Charles Haddon Spurgeon, Chapter 4, Matthew 4:1-11, Matthew 4:12-25, THE GOSPEL OF THE KINGDOM: A POPULAR EXPOSITION TO THE GOSPEL ACCORDING TO MATTHEW (Albany, OR: AGES Software, 1999), 37.


15) CHARLES H. SPURGEON ON “THE OLD TESTAMENT AS SACRED AS THE NEW”

The Old Testament stands in all its parts, both as to “the late and the prophets.” The Lord Jesus knew nothing of “destructive criticism.” He establishes in its deepest sense all that is written in Holy Scripture, and puts a new fullness into it. This he says before he proceeds to make remarks upon the sayings of men of old time. He is himself the fulfillment and substance of the types, and prophecies, and commands of the law. . . . Not a syllable is to become effete. Even to the smallest letters, the dot of every “i”, and the crossing of every “t”, the law will outlast the creation. The Old Testament is as sacredly guarded as the New.

Charles H. Spurgeon, Matthew 5:17-20, THE GOSPEL OF THE KINGDOM: A POPULAR EXPOSITION TO THE GOSPEL ACCORDING TO MATTHEW (Albany, OR: AGES Software, 1999), 49.


16) A.B. SIMPSON (1843-1919) ON “THE GOSPEL OF CHRIST FROM THE GOSPEL OF MOSES”

The Gospel according to Moses is as real as the Gospel according to John. . . . The story of creation is full of Christ. He was the WORD which God spoke when He SAID, Let there be light. The creation of man in the image of God was a foreshadowing of the Incarnation, and the breathing of life into the breathless clay was a type of regeneration. . . . The Garden of Eden and the Tree of Life all have their counterpart in the finished Redemption and Paradise restored. . . .

What was there in the antediluvian age to point to Christ? The sacrifice of Abel pointed to His cross. The ark of Noah foreshadowed His salvation. The life of Enoch was the type of His holy example.

And where is Christ in the dark times of the postdiluvian age? In the sacrifice of Noah, in the rainbow covenant, in the priestly and kingly offices of Melchizedek, and in the Redeemer of Job, we see again the foreshadowing of the Cross of Calvary and the King of Peace.

A.B. Simpson, CHRIST IN THE BIBLE COMMENTARY (Camp Hill, PA: Christian Publications, 1992), 1:4, 6.

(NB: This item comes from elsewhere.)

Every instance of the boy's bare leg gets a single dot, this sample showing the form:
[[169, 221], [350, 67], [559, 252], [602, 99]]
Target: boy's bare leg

17) SAMUEL CHADWICK (1860-1932) ON “PENTECOST THE KEY TO UNDERSTANDING THE OLD AND NEW TESTAMENT”

Pentecost gave me the key to the Scriptures. It has kept my feet in all the slippery places of all sorts of criticism. The things that are stumbling blocks to so many are stepping stones to me. The inexplicable becomes plain when we recognize the presence and law of the Spirit. . . . Indeed, learning without the Holy Ghost blinds men to the realities of divine truth.

Samuel Chadwick, quoted in “Understanding the Scriptures,” THE ALLIANCE WEEKLY, December 7, 1940, 771.